You can hear those BOSS pedals. You can hear that slow flanger on the drums, and you can hear the snare is, on this one, just completely dry. I had switched to a new compressor around that time. I started using the 1176 on the snare, and he was letting me play around a little bit more, but you hear the obvious distortion on the vocal as well, and that was an accident.

He used to say, “We don’t sound like those other people. We don’t sound like Michael Jackson. We don’t spend all that kind of money. We go fast. We make mistakes.”

Torsten Schmidt

Do you feel bad about that accident?

Susan Rogers

Well, yeah, it was bad. The presets at this console at Sunset Sound weren’t continuous. It was discrete knobs in 10 dB steps, and I accidentally had it set to 10 dB too hot. Prince liked to do his vocals completely alone in the control room. He didn’t want anyone else there, so I would set up the signal path for him and patch, put a piece of tape on the patch cord. Then he needed to move to get himself to the next track if he was going to do backing vocals, arm the track that he needed in to record, and then I would go wait in the next room while he did the vocal. So I didn’t hear it as it was going down, but you hear that API preamp is clipping at the top. I thought he was going to be furious when he heard it back, not in headphones, but in the speakers, and he liked it.

He used to say, “We don’t sound like those other people. We don’t sound like Michael Jackson. We don’t spend all that kind of money. We go fast. We make mistakes.” He was okay with it. I was kind of mortified, but you hear the high pitch on the voice that was done back in those days by varispeeding the tape machine.

Torsten Schmidt

Is that on purpose?

Susan Rogers

Oh, yeah, yeah. You varispeed the machine to get the timbre that you want. You can go the other direction, too, like you can get a bass to sound really, really fat if you would speed up the tape machine and then play it in a different key, and then set it back to the standard speed, and then you’d have that low tone and it would be great.
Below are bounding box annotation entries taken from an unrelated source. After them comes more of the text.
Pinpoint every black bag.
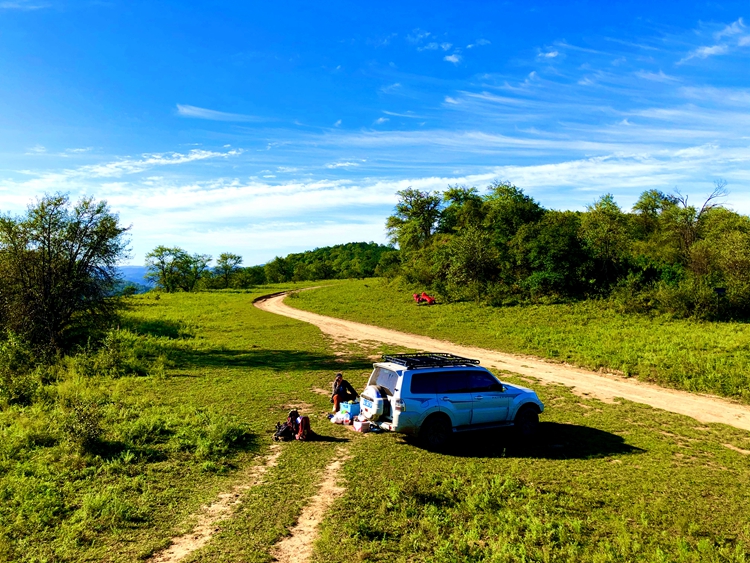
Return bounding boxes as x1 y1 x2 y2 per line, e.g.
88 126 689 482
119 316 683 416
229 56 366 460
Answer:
273 422 294 442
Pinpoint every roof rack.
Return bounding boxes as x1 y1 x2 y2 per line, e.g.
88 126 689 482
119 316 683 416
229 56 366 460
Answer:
383 352 479 369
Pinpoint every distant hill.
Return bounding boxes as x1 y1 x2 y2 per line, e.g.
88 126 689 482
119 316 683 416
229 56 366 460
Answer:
118 266 153 287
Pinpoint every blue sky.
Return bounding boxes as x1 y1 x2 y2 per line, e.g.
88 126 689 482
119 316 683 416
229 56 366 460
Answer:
0 0 750 265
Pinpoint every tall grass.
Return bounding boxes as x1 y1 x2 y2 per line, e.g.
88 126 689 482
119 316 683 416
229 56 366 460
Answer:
290 280 750 402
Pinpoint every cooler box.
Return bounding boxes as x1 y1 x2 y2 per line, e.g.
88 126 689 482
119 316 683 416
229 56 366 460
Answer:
354 420 370 432
339 403 359 418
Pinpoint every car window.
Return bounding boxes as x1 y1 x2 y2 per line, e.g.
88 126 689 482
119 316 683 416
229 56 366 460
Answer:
370 367 398 395
434 371 469 393
469 371 499 393
411 373 436 395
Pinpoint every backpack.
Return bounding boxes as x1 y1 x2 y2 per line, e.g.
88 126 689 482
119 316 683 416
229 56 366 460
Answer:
273 409 314 442
273 422 294 442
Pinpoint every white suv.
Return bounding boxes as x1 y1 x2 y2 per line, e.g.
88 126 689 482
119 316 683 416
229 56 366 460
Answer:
360 353 544 448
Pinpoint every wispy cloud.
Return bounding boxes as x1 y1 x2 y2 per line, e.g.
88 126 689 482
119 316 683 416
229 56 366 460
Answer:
383 110 424 119
0 0 50 10
380 82 402 94
714 18 745 41
635 70 680 82
406 28 430 44
177 104 263 121
326 160 359 169
466 39 490 49
677 44 729 64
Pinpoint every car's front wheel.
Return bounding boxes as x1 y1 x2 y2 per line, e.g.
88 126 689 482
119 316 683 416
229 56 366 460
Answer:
419 416 453 450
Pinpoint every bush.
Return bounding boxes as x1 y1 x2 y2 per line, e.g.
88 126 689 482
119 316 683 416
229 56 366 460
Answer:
0 334 39 405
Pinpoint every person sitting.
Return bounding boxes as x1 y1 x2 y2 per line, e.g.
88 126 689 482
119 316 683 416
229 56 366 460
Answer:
331 372 359 412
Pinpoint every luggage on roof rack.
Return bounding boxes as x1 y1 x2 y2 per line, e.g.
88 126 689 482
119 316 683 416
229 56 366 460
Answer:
383 352 479 369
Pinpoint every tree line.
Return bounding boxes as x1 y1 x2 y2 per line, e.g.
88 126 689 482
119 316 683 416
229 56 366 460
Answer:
146 242 396 293
382 182 750 318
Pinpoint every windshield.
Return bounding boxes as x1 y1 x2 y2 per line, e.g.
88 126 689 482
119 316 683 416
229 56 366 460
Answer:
370 367 398 395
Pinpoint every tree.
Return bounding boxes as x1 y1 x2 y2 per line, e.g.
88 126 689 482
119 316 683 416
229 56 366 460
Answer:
146 246 211 293
214 252 242 289
0 194 129 353
177 253 211 292
145 245 187 293
386 188 440 252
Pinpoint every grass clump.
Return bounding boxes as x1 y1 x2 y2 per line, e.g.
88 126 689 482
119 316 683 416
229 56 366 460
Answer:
290 280 750 403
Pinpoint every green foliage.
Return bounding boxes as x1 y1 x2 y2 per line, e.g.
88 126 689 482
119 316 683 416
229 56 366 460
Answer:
0 333 40 405
145 245 211 293
0 194 128 355
384 178 750 319
294 282 750 403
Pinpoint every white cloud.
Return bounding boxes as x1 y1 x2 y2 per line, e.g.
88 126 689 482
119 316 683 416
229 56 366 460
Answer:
326 161 359 169
466 39 490 49
380 82 401 94
714 18 745 41
406 28 430 43
383 110 422 119
678 44 729 64
177 104 262 121
635 70 679 82
0 0 50 10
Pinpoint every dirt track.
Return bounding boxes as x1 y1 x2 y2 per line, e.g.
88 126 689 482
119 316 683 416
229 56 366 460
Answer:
255 295 750 430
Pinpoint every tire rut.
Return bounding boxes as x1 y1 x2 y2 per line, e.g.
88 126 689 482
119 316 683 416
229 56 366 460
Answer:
148 444 282 563
271 448 351 563
255 294 750 430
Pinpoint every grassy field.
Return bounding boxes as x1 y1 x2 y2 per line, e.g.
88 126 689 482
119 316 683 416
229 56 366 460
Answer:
289 279 750 403
0 284 750 562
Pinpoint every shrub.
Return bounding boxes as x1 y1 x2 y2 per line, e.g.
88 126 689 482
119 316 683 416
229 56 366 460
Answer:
0 333 39 405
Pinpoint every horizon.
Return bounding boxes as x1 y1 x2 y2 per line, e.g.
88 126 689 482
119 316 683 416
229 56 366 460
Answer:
0 0 750 266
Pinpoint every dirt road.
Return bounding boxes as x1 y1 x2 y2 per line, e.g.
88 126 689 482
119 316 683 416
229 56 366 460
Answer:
255 295 750 430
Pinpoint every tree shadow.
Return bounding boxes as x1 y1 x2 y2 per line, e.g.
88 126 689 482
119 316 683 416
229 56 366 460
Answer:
409 422 645 460
120 319 194 340
169 348 372 371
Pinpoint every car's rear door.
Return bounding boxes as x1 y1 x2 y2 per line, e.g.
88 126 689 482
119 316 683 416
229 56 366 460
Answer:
434 370 472 426
466 371 510 424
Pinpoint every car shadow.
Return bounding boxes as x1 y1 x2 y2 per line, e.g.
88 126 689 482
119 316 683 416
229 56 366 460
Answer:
409 422 645 460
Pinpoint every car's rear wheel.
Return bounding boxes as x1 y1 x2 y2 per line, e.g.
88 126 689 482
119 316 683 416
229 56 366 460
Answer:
513 406 539 438
419 416 453 450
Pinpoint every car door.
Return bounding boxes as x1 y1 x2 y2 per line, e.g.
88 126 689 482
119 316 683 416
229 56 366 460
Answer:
435 370 472 426
466 371 510 424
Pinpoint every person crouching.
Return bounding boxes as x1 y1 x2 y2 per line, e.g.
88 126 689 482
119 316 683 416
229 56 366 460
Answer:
331 372 358 412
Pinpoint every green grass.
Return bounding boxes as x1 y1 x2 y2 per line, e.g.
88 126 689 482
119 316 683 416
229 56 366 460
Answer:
0 282 750 563
289 279 750 403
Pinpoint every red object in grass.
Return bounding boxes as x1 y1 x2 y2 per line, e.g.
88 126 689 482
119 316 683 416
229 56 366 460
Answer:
413 291 435 305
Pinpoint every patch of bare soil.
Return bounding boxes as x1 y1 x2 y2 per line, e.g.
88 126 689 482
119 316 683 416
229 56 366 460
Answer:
149 444 281 563
255 295 750 430
724 444 750 455
271 448 350 563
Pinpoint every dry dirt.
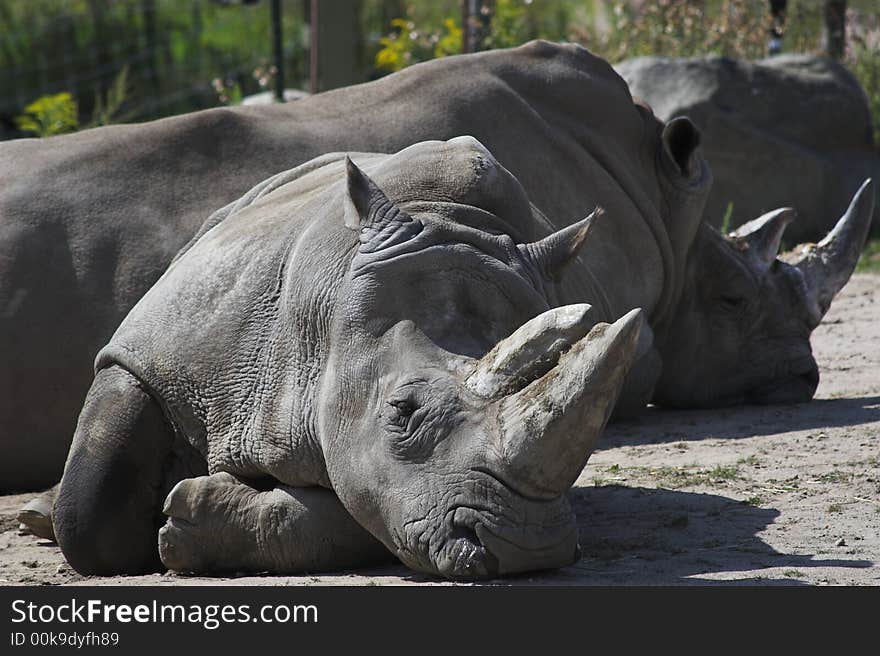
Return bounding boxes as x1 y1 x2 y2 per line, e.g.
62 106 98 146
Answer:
0 274 880 585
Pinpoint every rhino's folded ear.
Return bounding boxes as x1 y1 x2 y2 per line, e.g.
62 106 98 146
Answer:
517 207 605 280
343 156 422 253
660 116 702 179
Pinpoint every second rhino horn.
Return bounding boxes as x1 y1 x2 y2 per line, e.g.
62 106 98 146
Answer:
730 207 797 272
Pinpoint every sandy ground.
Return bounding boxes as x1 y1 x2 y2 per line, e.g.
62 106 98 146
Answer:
0 274 880 585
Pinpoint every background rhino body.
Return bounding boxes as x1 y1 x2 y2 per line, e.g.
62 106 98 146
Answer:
0 42 700 490
614 55 880 243
0 42 873 490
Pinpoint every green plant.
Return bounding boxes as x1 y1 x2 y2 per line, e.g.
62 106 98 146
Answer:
844 10 880 148
375 17 462 73
15 91 79 137
89 66 131 127
211 77 244 105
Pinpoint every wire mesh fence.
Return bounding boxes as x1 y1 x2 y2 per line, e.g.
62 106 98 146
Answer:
0 0 308 137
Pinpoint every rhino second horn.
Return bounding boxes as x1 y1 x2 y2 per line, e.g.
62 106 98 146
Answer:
517 207 605 279
784 178 874 324
466 303 595 398
497 309 644 498
730 207 797 273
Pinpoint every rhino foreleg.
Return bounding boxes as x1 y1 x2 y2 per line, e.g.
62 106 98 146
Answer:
52 366 204 574
159 473 392 574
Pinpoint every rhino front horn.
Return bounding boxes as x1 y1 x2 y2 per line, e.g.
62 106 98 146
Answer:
783 178 874 324
466 303 596 398
497 309 644 498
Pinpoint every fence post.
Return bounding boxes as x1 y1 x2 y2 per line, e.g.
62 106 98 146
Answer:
823 0 846 59
272 0 284 102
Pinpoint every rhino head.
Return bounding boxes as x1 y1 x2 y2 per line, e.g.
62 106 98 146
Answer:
318 149 642 578
654 180 874 407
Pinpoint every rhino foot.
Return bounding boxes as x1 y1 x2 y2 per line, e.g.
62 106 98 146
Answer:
159 472 390 574
18 485 58 542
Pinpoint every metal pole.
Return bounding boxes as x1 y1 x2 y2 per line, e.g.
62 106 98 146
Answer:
309 0 318 94
272 0 284 102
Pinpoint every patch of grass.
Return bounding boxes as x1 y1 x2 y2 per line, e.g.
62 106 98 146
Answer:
856 238 880 273
816 470 852 483
709 465 739 481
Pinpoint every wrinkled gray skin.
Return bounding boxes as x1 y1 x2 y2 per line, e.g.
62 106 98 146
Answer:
0 42 864 491
54 137 643 579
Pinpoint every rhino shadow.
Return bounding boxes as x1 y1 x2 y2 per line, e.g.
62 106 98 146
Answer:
599 396 880 450
409 485 872 586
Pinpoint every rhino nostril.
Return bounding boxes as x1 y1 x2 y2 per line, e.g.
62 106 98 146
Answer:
449 525 498 578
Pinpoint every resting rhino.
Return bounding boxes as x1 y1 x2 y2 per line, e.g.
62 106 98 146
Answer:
55 137 643 578
0 42 871 491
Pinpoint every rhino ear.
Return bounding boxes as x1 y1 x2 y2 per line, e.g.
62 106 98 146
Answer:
343 156 422 253
517 207 605 280
660 116 701 178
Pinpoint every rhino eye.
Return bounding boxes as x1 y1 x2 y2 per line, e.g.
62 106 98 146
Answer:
388 399 416 428
720 294 746 311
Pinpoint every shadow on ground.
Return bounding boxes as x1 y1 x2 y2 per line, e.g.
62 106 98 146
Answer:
396 485 872 585
599 396 880 450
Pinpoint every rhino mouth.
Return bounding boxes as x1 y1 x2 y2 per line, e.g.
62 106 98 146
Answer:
396 481 580 580
748 356 819 405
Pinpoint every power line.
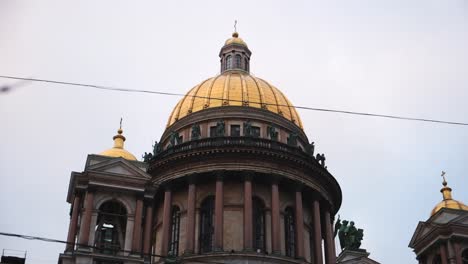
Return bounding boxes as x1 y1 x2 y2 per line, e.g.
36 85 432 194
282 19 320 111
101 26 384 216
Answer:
0 75 468 126
0 232 267 264
0 232 168 258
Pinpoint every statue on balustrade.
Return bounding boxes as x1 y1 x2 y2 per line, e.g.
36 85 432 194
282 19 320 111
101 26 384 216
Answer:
192 124 201 140
216 120 225 137
334 216 364 250
267 124 278 141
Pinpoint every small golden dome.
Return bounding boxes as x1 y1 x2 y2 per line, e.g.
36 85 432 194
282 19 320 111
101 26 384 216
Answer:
99 128 137 160
224 32 247 47
431 175 468 216
167 70 303 129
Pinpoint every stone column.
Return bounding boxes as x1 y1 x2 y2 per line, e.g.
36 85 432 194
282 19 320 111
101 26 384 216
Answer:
79 190 94 245
447 240 457 264
323 208 336 264
439 242 448 264
65 194 81 251
124 215 135 256
161 188 172 256
132 198 143 253
185 179 197 254
244 175 253 251
453 241 463 264
312 199 323 263
294 188 304 259
214 175 224 251
143 200 153 256
271 180 281 255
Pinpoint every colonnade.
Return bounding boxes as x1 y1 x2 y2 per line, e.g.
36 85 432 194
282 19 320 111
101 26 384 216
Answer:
67 175 336 264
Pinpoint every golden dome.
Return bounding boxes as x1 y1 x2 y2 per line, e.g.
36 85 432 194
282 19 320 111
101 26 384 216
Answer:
167 70 302 129
99 128 137 160
431 176 468 216
224 32 247 47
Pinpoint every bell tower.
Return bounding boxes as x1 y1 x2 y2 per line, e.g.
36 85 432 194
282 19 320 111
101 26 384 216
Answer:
409 172 468 264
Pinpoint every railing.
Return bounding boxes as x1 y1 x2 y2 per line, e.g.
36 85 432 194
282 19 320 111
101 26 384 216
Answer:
153 137 311 160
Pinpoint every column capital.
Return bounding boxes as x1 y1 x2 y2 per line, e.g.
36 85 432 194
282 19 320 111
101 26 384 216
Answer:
294 182 305 192
269 175 280 184
187 173 198 184
214 170 226 181
243 171 255 181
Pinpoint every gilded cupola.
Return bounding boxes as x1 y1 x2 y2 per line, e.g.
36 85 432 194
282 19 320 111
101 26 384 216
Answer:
431 172 468 215
167 32 303 129
99 124 137 160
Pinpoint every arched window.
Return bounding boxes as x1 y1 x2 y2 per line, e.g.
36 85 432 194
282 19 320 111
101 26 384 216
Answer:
234 54 242 69
169 205 180 256
284 207 296 258
226 55 232 70
94 201 127 254
199 196 214 253
462 249 468 264
432 255 442 264
252 197 265 252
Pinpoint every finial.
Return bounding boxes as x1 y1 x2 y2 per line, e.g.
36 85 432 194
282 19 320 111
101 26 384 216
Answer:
117 117 123 134
440 171 447 186
232 20 239 38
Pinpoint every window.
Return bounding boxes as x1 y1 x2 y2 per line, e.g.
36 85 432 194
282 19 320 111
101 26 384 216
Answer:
93 259 123 264
284 207 296 258
94 201 127 254
252 126 260 137
432 255 442 264
231 125 240 137
252 197 265 252
225 55 232 70
462 249 468 264
199 196 214 253
234 54 242 69
210 126 216 137
169 205 180 256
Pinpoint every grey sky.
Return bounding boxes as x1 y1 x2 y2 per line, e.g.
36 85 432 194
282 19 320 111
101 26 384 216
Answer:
0 0 468 264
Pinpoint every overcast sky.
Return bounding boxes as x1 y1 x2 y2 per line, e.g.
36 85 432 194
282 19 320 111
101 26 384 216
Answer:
0 0 468 264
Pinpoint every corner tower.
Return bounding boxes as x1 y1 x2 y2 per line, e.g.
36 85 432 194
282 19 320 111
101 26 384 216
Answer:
409 172 468 264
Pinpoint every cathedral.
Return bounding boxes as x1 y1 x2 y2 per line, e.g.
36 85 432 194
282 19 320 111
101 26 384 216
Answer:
59 32 468 264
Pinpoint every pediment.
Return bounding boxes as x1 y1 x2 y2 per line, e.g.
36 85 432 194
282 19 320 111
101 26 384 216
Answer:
409 222 433 248
85 157 151 179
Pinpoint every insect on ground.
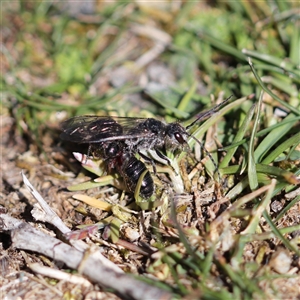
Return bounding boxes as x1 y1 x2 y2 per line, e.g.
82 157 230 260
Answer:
61 97 231 198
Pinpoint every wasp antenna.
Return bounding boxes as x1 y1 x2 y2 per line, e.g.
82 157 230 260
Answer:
188 134 222 182
185 95 233 130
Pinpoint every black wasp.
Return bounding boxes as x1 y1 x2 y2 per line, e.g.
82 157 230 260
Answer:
61 99 229 198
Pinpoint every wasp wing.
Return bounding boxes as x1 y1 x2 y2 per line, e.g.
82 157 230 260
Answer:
60 116 156 143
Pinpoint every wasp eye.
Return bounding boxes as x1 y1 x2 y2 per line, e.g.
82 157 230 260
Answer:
174 132 185 144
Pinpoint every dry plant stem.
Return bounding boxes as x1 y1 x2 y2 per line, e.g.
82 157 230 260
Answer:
0 214 171 299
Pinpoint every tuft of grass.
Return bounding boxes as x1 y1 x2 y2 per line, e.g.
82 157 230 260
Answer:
1 1 300 299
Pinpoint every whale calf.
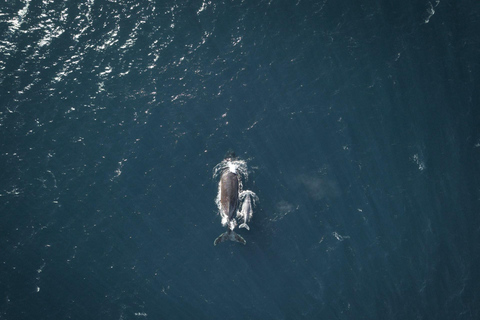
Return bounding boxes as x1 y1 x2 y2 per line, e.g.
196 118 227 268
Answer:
213 152 256 245
237 190 258 230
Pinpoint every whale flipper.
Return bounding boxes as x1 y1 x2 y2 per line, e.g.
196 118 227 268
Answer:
238 223 250 230
213 230 247 246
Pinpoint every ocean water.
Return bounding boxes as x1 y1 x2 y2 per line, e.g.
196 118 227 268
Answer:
0 0 480 320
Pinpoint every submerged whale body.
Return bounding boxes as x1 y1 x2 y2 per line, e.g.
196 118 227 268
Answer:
237 190 258 230
213 152 256 245
213 165 247 245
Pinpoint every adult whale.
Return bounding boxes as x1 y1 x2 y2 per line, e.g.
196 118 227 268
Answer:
213 153 247 245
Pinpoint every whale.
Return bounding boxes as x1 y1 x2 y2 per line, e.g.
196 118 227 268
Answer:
213 152 247 246
237 190 258 230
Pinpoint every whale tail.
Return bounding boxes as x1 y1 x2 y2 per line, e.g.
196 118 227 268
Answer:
238 223 250 230
213 229 247 246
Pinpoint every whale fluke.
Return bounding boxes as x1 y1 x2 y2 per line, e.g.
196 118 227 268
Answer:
238 223 250 230
213 229 247 246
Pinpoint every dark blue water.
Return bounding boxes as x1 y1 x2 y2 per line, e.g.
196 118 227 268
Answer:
0 0 480 319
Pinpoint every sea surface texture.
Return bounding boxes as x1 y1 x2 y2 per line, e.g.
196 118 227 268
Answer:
0 0 480 320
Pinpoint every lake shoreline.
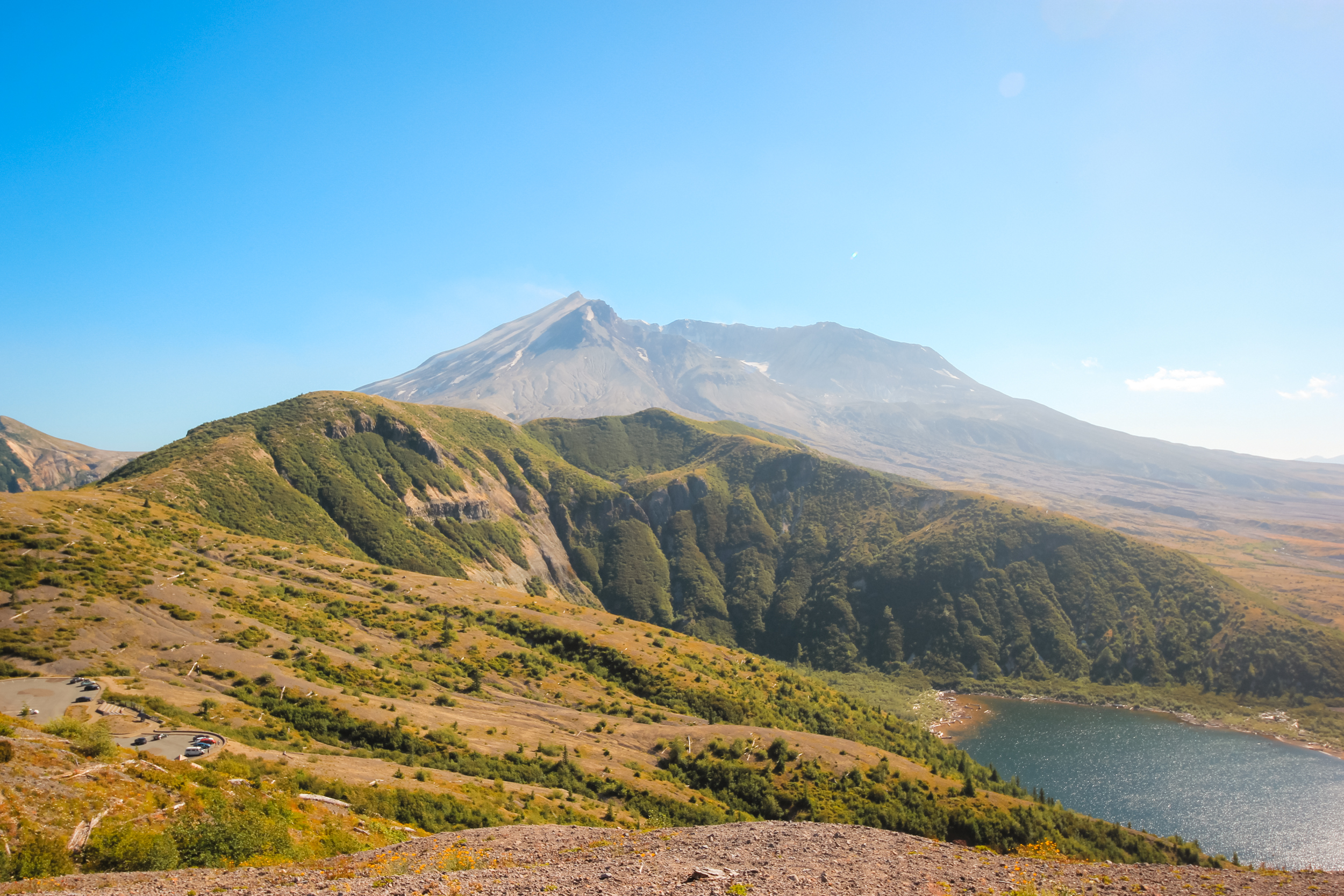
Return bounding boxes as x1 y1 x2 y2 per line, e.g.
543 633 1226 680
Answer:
946 691 1344 761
You could do the same thing. You can slow the track way, way down, sing a vocal, and then when you bring the speed back up to where it’s supposed to be, you get that high, thin voice that he liked. He put on a character. He became kind of a character in timbre in order to say something that he really meant.

He was dating Susannah Melvoin at the time. They were in a really close relationship at this time, and she has a twin sister, Wendy Melvoin, and twins are really, really close. I think Prince may have... It’s always conjecture, but I’m supposing that he’s trying to say, “I wish I could have the relationship with you that you have with your sister. I wish we could be that tight.”

It was a bad choice to release it as a single. Prince... I had talked earlier about audiences, and he was trying at this point, on the Sign ‘O’ The Times album, to win back some black radio. He needed more black radio airplay, and he did the song “Sign ‘O’ The Times,” he did “Adore” on this record, and he was trying to win back his core audience. He did some things on this record that would have been appealing to that audience, but some things would have turned that audience off. Most African Americans in the city, in the United States, wouldn’t necessarily think it was cool for a guy to say, “For you, naked I will dance a ballet.” Not cool.

Maybe in certain communities of different populations, maybe in New York or whatever, but for most people, not cool. It was kind of a mixed bag I think for him, but he was an artist to his core, so he did what he thought was cool and hoped it would be cool for others.